Petitioner seeks to distinguish the National Bank of Commerce and First State Bank of Stratford cases upon the ground that the payments there were made by the debtors and therefore the income was not received out of a sale to a third party. We are unable to agree with the view. The notes here ceased to be capital assets for tax purposes when they took on a zero basis as the result of deductions taken and allowed for charge-offs as bad debts.

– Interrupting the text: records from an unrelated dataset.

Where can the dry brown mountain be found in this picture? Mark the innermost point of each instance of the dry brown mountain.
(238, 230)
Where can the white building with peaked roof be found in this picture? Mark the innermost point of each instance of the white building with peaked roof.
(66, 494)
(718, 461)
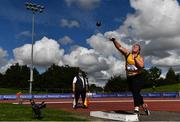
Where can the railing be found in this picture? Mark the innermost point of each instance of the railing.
(92, 95)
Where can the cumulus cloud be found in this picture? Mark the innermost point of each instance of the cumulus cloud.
(23, 35)
(156, 22)
(65, 40)
(84, 4)
(69, 23)
(3, 57)
(46, 52)
(172, 60)
(101, 42)
(98, 66)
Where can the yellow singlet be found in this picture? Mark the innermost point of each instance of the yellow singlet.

Considering the matter realistically, as we must, petitioner recovered a portion of the amount that had previously reduced ordinary taxable income and the amount cannot effectively offset the advantage so obtained without according it like treatment. As the court said in Rice Drug Co. v. Commissioner, 175 Fed.(2d) 681, affirming 10 T.C. 642: ‘The 'recovery of bad debts' envisages the whole cycle of a claim becoming worthless and later being recovered by the same taxpayer, or perhaps one standing in his shoes, with the usual attending accounting and legal consequences.‘ A sale of the right to receive income to other than the debtor did not alter the character of the asset from which the income was derived. To hold otherwise would place form above substance, contrary to the well established rule. The substance of the transaction was a recoupment of ordinary income which had escaped taxation by bad debt deductions.
In the Hilton case the note was a capital asset when sold, contrary to the situation here.
The reasoning of the National Bank of Commerce of Seattle and First State Bank of Stratford cases controls the question. Accordingly, we sustain the respondent on this issue.
To reflect adjustments agreed to in the stipulation,
Decision will be entered under Rule 50.